California has been a basket case budget-wise for the better part of a decade. It caused one governor (Gray Davis) to be recalled and has allowed the next two governors to go through an elaborate dance each budget cycle trying to "balance" the budget. But according to an interesting article from Kevin Yamamura in the Sacramento Bee, the numbers are not the numbers. His article states that "According to Finance Department data, annual total spending from 1993 to 1999 was slightly lower as a share of California income than in the budget Brown signed in June." That is very different picture than the one painted by most members of the political class. The article is well worth the read.
Yamamura's article does not point fingers but tries to explain. A lot of the complexity has come from convoluted program changes. Some expenses that were formerly paid out of the General Fund are now paid out of special funds. For example, some rural fire support is paid through a direct tax on rural residents. All of that makes sense but at some point it would be helpful to have two things which the current system does not provide - namely a unified revenue picture and a unified expenditure picture. The article quotes Jason Sisney of the Legislative Analyst office who says it is too complex to allow "easy description" but he goes on to say it is not bad, just complex. From my view much of the complexity is unnecessary. Government should attempt to clarify just how much is being collected and spent - from all sources.
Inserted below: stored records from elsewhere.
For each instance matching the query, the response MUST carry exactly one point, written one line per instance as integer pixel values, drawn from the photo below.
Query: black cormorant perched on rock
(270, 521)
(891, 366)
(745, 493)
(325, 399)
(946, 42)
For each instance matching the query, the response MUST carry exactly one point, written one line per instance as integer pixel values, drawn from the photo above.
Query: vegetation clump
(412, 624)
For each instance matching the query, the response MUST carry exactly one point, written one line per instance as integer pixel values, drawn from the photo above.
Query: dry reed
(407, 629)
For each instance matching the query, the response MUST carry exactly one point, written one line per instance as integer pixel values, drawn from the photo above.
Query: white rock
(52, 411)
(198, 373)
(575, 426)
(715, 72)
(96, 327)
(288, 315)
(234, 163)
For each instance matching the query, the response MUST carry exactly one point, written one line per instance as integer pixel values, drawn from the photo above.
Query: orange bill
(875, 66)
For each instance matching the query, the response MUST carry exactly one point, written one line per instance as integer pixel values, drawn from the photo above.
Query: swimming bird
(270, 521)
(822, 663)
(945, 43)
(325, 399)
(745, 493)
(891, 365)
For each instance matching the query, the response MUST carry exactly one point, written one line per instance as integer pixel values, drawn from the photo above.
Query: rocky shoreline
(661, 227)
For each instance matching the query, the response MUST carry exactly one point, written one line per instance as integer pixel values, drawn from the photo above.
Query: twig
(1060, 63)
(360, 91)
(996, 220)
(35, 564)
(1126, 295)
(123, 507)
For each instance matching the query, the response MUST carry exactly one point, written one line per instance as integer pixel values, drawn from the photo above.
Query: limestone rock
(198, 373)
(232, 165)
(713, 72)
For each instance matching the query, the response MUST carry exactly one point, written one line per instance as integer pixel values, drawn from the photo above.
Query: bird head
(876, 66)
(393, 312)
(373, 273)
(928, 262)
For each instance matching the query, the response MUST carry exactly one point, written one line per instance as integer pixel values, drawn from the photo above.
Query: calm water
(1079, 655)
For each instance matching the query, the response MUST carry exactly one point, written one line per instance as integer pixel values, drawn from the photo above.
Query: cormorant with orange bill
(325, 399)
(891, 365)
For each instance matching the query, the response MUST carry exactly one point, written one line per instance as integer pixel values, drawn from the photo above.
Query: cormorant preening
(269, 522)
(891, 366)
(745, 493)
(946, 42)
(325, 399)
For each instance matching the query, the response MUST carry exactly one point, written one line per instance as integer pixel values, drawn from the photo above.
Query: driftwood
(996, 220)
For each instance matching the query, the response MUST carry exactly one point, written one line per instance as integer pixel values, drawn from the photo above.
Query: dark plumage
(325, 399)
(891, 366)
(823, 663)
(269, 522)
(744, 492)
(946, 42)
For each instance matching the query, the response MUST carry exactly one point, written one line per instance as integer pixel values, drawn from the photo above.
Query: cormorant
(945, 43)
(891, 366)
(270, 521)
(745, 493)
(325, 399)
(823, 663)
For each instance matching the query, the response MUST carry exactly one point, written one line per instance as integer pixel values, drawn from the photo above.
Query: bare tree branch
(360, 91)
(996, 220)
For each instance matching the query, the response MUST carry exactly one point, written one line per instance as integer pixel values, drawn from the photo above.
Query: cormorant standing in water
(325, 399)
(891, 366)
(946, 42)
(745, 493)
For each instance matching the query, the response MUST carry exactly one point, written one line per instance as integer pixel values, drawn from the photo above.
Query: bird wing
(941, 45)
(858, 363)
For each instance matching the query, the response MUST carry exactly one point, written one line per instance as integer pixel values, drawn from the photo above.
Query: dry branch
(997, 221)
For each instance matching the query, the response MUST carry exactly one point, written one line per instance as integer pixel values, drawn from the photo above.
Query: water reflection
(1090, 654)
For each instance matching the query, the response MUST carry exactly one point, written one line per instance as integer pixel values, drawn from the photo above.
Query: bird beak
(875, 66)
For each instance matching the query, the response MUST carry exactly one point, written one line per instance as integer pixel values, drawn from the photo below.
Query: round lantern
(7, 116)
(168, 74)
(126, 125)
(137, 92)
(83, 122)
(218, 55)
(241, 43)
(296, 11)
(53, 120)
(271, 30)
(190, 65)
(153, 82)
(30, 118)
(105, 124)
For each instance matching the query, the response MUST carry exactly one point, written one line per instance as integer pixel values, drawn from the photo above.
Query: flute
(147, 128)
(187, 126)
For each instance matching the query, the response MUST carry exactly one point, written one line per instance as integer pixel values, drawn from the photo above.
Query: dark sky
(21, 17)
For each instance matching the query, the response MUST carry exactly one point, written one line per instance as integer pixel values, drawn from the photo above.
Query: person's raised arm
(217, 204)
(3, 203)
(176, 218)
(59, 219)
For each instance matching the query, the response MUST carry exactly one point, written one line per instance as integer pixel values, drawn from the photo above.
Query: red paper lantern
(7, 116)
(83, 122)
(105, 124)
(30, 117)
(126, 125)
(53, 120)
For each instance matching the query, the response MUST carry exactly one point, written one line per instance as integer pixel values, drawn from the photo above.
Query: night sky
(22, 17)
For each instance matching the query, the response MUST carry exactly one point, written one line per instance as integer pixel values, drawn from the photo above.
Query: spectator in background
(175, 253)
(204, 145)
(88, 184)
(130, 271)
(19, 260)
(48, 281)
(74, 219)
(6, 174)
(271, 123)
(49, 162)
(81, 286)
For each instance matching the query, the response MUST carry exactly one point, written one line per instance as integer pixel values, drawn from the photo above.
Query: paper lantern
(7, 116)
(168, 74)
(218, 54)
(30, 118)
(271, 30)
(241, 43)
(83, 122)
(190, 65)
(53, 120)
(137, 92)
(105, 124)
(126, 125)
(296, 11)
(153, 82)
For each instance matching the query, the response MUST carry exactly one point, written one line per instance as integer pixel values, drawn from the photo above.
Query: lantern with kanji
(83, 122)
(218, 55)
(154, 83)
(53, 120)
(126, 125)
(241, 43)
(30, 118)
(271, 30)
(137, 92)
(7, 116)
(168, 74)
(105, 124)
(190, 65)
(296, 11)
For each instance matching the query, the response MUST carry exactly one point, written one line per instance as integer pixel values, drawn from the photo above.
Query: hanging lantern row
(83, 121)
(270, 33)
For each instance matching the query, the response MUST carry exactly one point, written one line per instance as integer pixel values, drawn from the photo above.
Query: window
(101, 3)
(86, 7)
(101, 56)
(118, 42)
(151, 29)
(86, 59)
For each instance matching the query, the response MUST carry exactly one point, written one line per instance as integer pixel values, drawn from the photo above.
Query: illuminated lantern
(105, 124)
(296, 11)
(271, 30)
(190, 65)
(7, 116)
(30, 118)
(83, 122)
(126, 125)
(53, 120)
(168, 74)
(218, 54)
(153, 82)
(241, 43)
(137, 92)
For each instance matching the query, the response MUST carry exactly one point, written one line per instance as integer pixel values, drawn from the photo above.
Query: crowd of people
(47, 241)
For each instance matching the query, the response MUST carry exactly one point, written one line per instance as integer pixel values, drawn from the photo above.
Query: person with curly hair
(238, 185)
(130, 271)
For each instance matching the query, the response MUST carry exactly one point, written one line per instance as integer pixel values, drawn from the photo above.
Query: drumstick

In his first term as Governor, Ronald Reagan proposed that state spending be tied to a percentage of gross state product. The initiative went down in flames but the concept was sound. How much of our dough have we committed to spending through the state of California? That could be from income, sales or corporate taxes or from special levies. When one receives a service from government they rarely ask was this funded from the General Fund or from a special levy - but they are concerned about the quality of the service being delivered. The complexity may serve the political class but it does not serve the rest of us.